Quase tão famoso como o vídeo original, é o da visita de Diego Maradona a um dos espaços, onde alinha na coreografia de Salt Bae como só o génio argentino poderia fazer. A seguir à estrela argentina, a lista de craques é longa, demasiado longa.
Também esse sucesso poderá explicar-se facilmente: na cozinha e na mesa de Salt Bae, tudo é feito para o espetáculo. O meme é também o segredo do negócio: todos fazem fila à porta para, a cada noite, recriarem o vídeo que se tornou famoso em 2017.
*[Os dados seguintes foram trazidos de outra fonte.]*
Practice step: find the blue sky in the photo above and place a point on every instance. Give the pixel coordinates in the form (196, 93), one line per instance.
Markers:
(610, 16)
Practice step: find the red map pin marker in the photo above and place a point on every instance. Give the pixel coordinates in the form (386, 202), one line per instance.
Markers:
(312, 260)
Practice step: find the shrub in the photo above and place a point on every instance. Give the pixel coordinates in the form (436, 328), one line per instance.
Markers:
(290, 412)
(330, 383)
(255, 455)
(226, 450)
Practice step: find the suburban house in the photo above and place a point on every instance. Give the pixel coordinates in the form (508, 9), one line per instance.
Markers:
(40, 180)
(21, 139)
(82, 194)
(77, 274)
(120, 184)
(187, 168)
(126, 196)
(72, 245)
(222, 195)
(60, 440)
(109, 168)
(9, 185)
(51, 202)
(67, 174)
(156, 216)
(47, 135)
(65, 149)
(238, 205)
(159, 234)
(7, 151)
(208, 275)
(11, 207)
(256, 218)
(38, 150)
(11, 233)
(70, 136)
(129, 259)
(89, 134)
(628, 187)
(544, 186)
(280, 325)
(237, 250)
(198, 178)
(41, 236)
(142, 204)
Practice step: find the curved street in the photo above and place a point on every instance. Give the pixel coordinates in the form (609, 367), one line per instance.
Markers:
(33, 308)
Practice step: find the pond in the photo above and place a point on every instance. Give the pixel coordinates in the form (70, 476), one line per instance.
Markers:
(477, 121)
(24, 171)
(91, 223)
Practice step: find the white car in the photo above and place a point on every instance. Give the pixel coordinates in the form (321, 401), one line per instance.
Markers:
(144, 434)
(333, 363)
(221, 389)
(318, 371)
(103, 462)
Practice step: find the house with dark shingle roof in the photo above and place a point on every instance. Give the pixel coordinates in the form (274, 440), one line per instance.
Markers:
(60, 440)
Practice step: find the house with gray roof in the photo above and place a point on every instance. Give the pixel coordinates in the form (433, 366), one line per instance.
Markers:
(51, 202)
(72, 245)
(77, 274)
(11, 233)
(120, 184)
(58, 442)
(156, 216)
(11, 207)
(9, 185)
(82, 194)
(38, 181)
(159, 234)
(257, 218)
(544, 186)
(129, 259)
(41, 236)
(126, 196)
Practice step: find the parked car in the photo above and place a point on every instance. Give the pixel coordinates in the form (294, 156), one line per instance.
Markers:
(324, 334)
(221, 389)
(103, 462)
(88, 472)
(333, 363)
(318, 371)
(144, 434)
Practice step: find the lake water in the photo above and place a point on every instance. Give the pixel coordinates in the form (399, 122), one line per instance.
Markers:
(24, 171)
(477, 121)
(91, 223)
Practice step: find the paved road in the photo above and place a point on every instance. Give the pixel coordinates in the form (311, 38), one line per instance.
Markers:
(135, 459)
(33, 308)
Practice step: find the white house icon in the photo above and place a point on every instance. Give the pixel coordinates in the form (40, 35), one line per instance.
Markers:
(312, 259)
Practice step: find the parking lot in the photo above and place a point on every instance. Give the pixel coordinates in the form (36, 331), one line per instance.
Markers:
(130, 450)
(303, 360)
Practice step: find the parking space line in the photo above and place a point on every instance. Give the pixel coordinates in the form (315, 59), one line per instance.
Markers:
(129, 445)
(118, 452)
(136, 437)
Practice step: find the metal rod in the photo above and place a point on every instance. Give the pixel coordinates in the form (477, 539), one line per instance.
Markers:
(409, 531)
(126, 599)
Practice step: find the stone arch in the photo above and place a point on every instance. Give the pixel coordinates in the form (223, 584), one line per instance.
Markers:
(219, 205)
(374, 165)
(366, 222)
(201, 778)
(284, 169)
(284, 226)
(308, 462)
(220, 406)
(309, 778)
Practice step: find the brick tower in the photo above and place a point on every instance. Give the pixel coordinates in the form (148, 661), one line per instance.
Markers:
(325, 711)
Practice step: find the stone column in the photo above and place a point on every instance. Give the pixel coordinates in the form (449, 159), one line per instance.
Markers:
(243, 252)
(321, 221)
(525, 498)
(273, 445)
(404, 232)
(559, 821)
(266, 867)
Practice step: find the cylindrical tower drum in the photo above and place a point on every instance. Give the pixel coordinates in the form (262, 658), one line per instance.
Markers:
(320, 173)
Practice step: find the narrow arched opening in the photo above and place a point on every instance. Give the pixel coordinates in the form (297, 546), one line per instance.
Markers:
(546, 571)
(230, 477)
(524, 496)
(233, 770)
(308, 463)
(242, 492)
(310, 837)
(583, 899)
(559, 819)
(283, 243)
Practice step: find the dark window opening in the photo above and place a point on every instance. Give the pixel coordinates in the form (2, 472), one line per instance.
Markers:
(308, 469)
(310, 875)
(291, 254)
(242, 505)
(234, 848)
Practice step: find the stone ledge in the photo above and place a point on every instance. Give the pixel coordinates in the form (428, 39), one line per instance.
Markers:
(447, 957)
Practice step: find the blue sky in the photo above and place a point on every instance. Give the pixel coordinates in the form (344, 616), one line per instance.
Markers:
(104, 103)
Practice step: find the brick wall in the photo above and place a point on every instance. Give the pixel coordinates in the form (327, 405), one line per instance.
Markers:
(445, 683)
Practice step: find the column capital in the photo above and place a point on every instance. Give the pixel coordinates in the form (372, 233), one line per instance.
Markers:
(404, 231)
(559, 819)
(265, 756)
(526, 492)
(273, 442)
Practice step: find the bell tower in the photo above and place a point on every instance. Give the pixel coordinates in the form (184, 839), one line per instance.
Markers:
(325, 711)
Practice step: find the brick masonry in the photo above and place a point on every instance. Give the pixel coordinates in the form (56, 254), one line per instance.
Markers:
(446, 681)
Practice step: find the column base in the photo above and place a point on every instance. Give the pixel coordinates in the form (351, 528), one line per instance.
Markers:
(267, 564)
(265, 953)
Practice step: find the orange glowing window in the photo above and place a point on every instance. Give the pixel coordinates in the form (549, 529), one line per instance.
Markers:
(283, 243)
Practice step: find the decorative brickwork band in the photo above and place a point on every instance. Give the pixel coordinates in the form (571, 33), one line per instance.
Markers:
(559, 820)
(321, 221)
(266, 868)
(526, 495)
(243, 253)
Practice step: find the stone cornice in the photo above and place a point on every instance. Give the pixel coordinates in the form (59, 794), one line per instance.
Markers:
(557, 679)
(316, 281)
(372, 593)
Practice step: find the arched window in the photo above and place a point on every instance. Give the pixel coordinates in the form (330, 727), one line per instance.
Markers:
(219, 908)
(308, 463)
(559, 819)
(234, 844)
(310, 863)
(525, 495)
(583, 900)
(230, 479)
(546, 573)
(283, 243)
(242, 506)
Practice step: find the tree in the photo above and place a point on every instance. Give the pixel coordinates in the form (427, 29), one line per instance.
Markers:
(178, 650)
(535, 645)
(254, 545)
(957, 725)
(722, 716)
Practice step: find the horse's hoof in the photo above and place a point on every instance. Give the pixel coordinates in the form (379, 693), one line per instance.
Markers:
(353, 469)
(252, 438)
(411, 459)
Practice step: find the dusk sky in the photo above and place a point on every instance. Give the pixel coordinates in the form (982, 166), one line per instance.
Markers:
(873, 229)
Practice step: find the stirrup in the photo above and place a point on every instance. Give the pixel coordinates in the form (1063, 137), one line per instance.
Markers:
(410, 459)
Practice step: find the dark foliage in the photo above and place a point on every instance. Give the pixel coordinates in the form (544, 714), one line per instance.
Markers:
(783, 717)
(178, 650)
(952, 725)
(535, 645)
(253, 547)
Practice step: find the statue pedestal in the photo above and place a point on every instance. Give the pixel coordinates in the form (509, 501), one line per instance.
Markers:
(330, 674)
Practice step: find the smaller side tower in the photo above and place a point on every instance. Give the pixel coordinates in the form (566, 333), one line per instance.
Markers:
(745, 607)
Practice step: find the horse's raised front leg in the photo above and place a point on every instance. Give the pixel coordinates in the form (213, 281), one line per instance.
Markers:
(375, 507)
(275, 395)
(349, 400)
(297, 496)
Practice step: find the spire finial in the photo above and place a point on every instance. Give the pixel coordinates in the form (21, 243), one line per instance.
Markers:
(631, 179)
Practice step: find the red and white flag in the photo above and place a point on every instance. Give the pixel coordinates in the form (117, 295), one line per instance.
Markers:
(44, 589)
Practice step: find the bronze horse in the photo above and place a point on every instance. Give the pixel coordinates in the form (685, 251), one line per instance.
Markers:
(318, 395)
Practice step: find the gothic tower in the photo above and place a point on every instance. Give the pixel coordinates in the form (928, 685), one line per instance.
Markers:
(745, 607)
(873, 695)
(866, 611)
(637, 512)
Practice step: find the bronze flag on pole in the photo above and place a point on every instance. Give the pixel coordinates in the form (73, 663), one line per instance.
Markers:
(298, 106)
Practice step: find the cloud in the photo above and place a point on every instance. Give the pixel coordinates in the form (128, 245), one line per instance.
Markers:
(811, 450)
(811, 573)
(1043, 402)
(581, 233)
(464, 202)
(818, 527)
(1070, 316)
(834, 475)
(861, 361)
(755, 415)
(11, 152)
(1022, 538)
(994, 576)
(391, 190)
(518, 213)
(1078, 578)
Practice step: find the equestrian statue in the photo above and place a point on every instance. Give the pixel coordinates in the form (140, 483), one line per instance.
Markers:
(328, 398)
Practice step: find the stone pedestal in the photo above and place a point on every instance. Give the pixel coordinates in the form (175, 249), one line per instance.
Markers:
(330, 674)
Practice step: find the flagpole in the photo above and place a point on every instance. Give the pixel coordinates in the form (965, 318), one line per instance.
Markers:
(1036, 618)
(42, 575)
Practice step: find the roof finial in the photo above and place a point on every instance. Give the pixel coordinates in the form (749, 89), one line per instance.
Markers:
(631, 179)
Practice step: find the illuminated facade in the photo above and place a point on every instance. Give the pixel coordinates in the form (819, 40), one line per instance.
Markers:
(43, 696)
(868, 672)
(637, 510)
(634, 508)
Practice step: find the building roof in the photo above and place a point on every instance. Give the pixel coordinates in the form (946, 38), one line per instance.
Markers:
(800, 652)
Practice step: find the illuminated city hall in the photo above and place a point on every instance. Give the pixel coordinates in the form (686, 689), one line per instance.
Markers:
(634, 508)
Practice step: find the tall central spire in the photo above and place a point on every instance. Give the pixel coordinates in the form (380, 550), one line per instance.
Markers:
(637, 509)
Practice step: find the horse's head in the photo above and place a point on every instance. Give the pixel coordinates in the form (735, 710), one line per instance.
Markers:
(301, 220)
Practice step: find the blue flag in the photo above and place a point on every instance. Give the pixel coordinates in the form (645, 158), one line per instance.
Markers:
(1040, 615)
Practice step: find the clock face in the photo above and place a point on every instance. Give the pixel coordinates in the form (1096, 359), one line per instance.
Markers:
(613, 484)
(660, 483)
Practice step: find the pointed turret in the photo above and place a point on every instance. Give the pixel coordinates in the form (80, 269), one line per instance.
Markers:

Além disso, os preços são caros, muito caros, o que lhe dá um toque de exclusividade. E o excesso que atrai tantos extravagantes futebolistas está perfeitamente visível na estrela da carta, um enorme Tomahawk que chega à mesa envolvido em folha de ouro comestível, vendidos nos Estados Unidos a mais de 800€ cada um.
Dos memes às críticas
“Agarrou uma pitada de sal, torceu o braço a imitar o pescoço de um ganso e agitou os dedos para que o sal caísse até ao cotovelo e depois para cima do bife. Foi ligeiramente estranho e também ligeiramente nojento”, escreveu o crítico local da revista gastronómica “Eater” depois da visita ao recém-inaugurado espaço de Nova Iorque.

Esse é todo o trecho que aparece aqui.